A private legal practitioner based in the United Kingdom, Kofi Opare Hagan, has critiqued Special Prosecutor Kissi Agyebeng over the referral of the Cecilia Dapaah case to the Economic and Organised Crime Office (EOCO).
According to the lawyer, the referral of the case involving the former Sanitation Minister, Cecilia Dapaah, to EOCO, suggesting that the funds were tainted, is incorrect.
The lawyer argued that "the entire referral was nonsensical from the beginning."
There has been a public dispute between EOCO and the Office of the Special Prosecutor (OSP) regarding the case referral and investigations.
EOCO has strongly denied accusations made by the OSP about its alleged reluctance to investigate Cecilia Dapaah.
Samuel Appiah Darko, Director of Strategy, Research, and Communications at the OSP, recently revealed that EOCO had returned Cecilia Dapaah’s case file, implying disinterest in pursuing the money laundering charges against her.
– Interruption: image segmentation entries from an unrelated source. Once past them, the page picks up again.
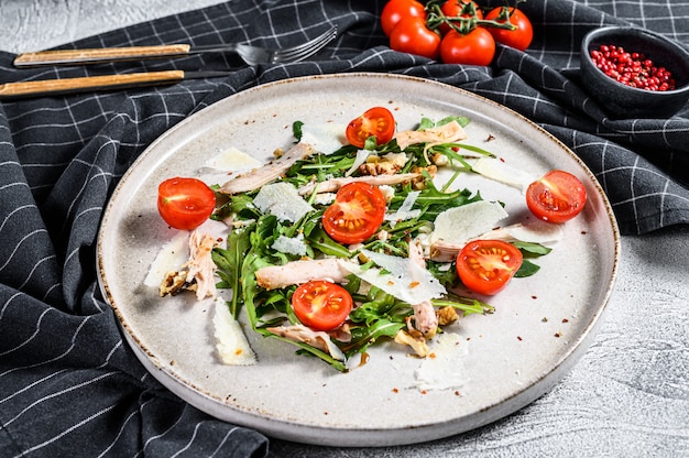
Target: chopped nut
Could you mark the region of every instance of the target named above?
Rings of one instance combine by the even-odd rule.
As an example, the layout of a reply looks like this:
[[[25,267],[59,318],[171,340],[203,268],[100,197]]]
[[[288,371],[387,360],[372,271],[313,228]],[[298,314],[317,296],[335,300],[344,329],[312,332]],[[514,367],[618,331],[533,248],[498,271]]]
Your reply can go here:
[[[449,305],[447,307],[439,308],[436,312],[436,315],[438,316],[438,325],[440,326],[449,325],[450,323],[455,323],[459,319],[459,315],[457,315],[455,307],[450,307]]]

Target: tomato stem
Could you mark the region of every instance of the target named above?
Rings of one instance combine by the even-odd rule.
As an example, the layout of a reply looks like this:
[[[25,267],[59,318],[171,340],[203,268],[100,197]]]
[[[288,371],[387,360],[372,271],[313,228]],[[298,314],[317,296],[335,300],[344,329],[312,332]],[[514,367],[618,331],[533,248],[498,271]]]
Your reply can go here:
[[[518,4],[526,0],[514,0],[514,7],[510,7],[510,2],[505,0],[500,15],[494,20],[480,19],[477,12],[477,6],[473,2],[464,3],[460,15],[449,17],[442,12],[441,3],[445,0],[431,0],[426,4],[426,26],[433,31],[437,31],[440,25],[447,24],[450,29],[456,30],[462,35],[468,34],[477,26],[486,26],[494,29],[516,30],[517,26],[510,21],[513,11]]]

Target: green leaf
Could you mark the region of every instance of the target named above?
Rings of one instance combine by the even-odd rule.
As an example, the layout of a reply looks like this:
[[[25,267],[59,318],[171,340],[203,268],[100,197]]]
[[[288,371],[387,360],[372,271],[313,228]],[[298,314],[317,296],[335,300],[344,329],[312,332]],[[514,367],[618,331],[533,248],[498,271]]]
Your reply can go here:
[[[230,313],[234,318],[238,317],[241,305],[240,272],[244,257],[251,247],[250,233],[250,230],[232,231],[228,237],[228,249],[215,248],[211,252],[214,262],[222,273],[221,279],[232,290]]]
[[[539,270],[540,270],[540,266],[525,259],[524,261],[522,261],[522,265],[520,266],[520,270],[514,274],[514,277],[524,279],[526,276],[532,276]]]
[[[550,253],[550,251],[553,251],[551,248],[544,247],[540,243],[534,242],[522,242],[517,240],[512,242],[512,244],[518,248],[525,258],[545,257],[546,254]]]
[[[303,127],[304,127],[304,122],[302,121],[294,121],[292,123],[292,134],[297,140],[297,142],[302,141],[302,135],[304,134],[304,132],[302,131]]]

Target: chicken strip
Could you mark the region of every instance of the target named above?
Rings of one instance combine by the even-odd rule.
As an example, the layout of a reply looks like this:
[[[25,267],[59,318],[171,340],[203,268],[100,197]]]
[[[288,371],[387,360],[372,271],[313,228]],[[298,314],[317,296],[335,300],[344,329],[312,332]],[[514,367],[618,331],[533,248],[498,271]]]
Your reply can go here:
[[[417,240],[409,243],[409,260],[426,269],[423,248]],[[438,316],[431,302],[422,301],[418,304],[413,304],[412,308],[414,309],[414,328],[422,332],[425,338],[433,338],[438,329]]]
[[[178,271],[168,272],[160,286],[161,297],[175,295],[183,290],[196,290],[196,298],[214,297],[216,290],[216,264],[211,252],[218,240],[198,231],[189,236],[189,260]]]
[[[311,145],[297,143],[278,159],[225,183],[219,192],[230,195],[258,189],[283,176],[297,161],[307,159],[315,153],[316,150]]]
[[[348,261],[336,258],[292,261],[284,265],[270,265],[256,271],[256,283],[266,290],[277,290],[298,285],[311,280],[327,280],[332,283],[344,282],[349,271]]]
[[[348,176],[343,178],[332,178],[332,179],[327,179],[320,183],[313,182],[313,183],[306,184],[299,188],[299,194],[302,196],[307,196],[311,194],[314,190],[317,190],[318,193],[333,193],[338,190],[339,188],[341,188],[342,186],[350,184],[350,183],[356,183],[356,182],[365,183],[365,184],[375,185],[375,186],[398,185],[400,183],[412,182],[420,176],[422,176],[420,173],[398,173],[395,175],[378,175],[378,176],[364,175],[364,176],[357,176],[357,177]]]
[[[344,361],[344,353],[340,350],[332,340],[328,332],[322,330],[313,330],[303,325],[291,325],[291,326],[276,326],[272,328],[267,328],[271,332],[275,335],[289,339],[295,342],[308,344],[311,347],[316,347],[319,350],[325,351],[330,355],[332,358],[338,361]]]
[[[395,140],[402,150],[416,143],[428,143],[427,148],[429,148],[436,144],[455,143],[464,139],[467,139],[467,133],[457,121],[425,130],[404,130],[395,134]]]

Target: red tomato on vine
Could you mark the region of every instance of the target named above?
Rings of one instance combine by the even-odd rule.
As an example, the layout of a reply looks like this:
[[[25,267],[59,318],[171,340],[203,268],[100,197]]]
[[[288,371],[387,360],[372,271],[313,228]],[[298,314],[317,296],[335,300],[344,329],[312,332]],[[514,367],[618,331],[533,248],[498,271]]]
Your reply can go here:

In an interview with Bernard Avle, host of the Citi Breakfast Show on Citi FM, Mr. Darko stated that EOCO's claim of intending to return the case file was inaccurate, as the document had already been returned.
However, EOCO has vehemently disputed the OSP's claims, describing them as an "undue misrepresentation of facts" in an official statement.
Reacting to the situation, the UK-based lawyer argued that the referral was legally incorrect and nonsensical.
Read the lawyer's full post below:
By referring Cecelia Dapaah to EOCO for money laundering investigations, the OSP implicitly suggested that the funds recovered from Dapaah were tainted.
Under Section 79 of the OSP Act, property, including money, is considered tainted if it has been (a) used in connection with the commission of an offence or (b) derived, obtained, or realized as a result of the commission of a corruption or corruption-related offence.
If the OSP genuinely believed that Cecelia Dapaah was involved in money laundering, then, without needing to refer to EOCO, he would have had jurisdiction to seize that money under Section 32 of the OSP Act on the basis that the money was tainted property.
Given that money laundering is a crime, any 'laundered' money would have been 'used in connection with the commission of an offence', and thus would have become tainted property.
The definition of tainted property includes both property obtained from specified corruption and corruption-related offences, as well as property used in the commission of 'an offence'. This refers to any other offence incidental to the commission of a corruption or corruption-related offence, such as money laundering. The drafters of the law deliberately used 'offence' in relation to the first part of the definition of tainted property and then used the more specific term 'corruption and corruption-related offence' in relation to the second part.
Therefore, the entire referral was nonsensical to begin with.